We only covered 40km today, and yet it totally devastated me. I hate to contemplate it, but I suspect it might be due to my getting old, fat, and out of shape.

Jodi was looking at the guide book last night and decided she wanted to go to Metula today. Metula is only a few km north of Tel Hai, where we stayed last night, and sits directly on the border with Lebanon. So, after we had breakfast this morning — a somewhat chaotic breakfast since we were sharing the cafeteria with 3 bus-loads of school kids that stayed at the hostel last night — we set out north, and uphill, for Metula. While Metula is only a few km from Tel Hai, it is about 1,000′ higher, so quite a stiff climb. I even walked some of the steeper bits, though Jodi powered up them, as Jodi usually does.

Metula is a small resort town, though it is out of season currently, since the season ends with Rosh Hoshanna. We stopped at a beautiful restaurant that was open, and ordered breakfast.

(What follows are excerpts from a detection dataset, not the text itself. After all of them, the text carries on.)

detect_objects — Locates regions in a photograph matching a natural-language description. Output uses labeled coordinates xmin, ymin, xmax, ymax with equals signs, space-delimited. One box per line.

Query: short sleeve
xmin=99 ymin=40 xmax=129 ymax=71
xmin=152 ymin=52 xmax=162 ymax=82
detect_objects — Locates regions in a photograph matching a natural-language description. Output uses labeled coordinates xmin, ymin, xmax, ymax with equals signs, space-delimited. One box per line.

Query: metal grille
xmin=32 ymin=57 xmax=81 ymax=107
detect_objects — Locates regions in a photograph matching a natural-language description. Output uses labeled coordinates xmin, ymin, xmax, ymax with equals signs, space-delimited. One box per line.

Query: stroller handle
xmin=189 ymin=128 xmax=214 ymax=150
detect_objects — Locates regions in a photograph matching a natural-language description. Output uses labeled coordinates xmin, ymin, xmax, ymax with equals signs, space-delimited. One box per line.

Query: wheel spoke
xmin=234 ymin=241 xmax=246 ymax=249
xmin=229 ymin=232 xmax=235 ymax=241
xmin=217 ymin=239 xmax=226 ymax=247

Yes, I know we already ate breakfast. I’ve said it before: if breakfast is the most important meal of the day, why not eat it twice? We had a great meal made with all local, fresh ingredients. Fresh baked bread, a couple of kinds of olives (Jodi likes olives; I don’t), fresh butter, cream cheese, fig preserves, some kind of jam, a green omelette (an omelette with chopped greens in it, not an omelette of green eggs!), and fresh apple juice. The apple juice was something else, it was heavy and dark and cloudy, and had a head on it. It tasted just like biting into a tart, crispy apple.

We ended up chatting with the owner and his son, and they pored over our map with us and gave us lots of advice on outed to take and places to stay. They also clued us in to which towns are Arab or Druze and thus should have businesses open during the upcoming Yom Kippur holiday. He also gave us his phone number and insisted that we call him if we had any problems he could help with. Meetings like this are the very best part of traveling.

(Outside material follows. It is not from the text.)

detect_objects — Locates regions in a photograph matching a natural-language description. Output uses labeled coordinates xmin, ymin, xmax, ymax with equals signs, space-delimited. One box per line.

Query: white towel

After saying goodbye we cycled the last bit of the street until we reached the border fence and could gaze past it into Lebanon.

Finally we left Metula, and headed back down the 1,000′ we had climbed. Cycling sure is awesome when coasting downhill! The downhill run ended all to soon,and we turned east and started climbing again. First gently, then more and more steeply. We were heading to Mount Hermon, the highest point in Israel. We climbed and climbed on a road with no shoulders, bordered with barbed wire with signs on every other fence post warning of land mines. I also noticed a sign with an arrow pointing down and the single word “SHELTER” where the road passed over a culvert. If you’re driving on the road and rockets start landing, you take shelter in the culvert.

Our first goal was Nimrod Fortress, a hill-top fortress built and rebuilt from the 13th to the 17th centuries, which controlled the road to Damascus. I ended up walking about 2 1/2 of the last 4 km to Nimrod, but it was definitely worth the effort. We had a wonderful time exploring it, but finally had to leave to push on, still climbing, the last 4km to Neve Ativ, where we have a way over-priced room in a motel and ate a fairly priced but poorly prepared dinner at a hotel/restaurant next door.

Tomorrow we are planning to head south towards Yam Kinneret (The Sea of Galilee). We have a couple of possible routes and will decide which to take when we get to the diverging point. Hopefully it will mostly be downhill and we can make it in a reasonable time. We climbed about 3,000′ to get to Neve Ativ, so combined with the 1,000′ this morning to get to Metula, it was a 4,000′ day. I don’t have another one of those in me for a while!

Oh, I also heard from someone from the WarmShowers.com list that I had previously contacted, and Jodi and I have a place to stay about halfway between Haifa and Tel Aviv, when we get to that area. We are really looking forward to meeting Tal and his wife and children, and sharing their home for a night.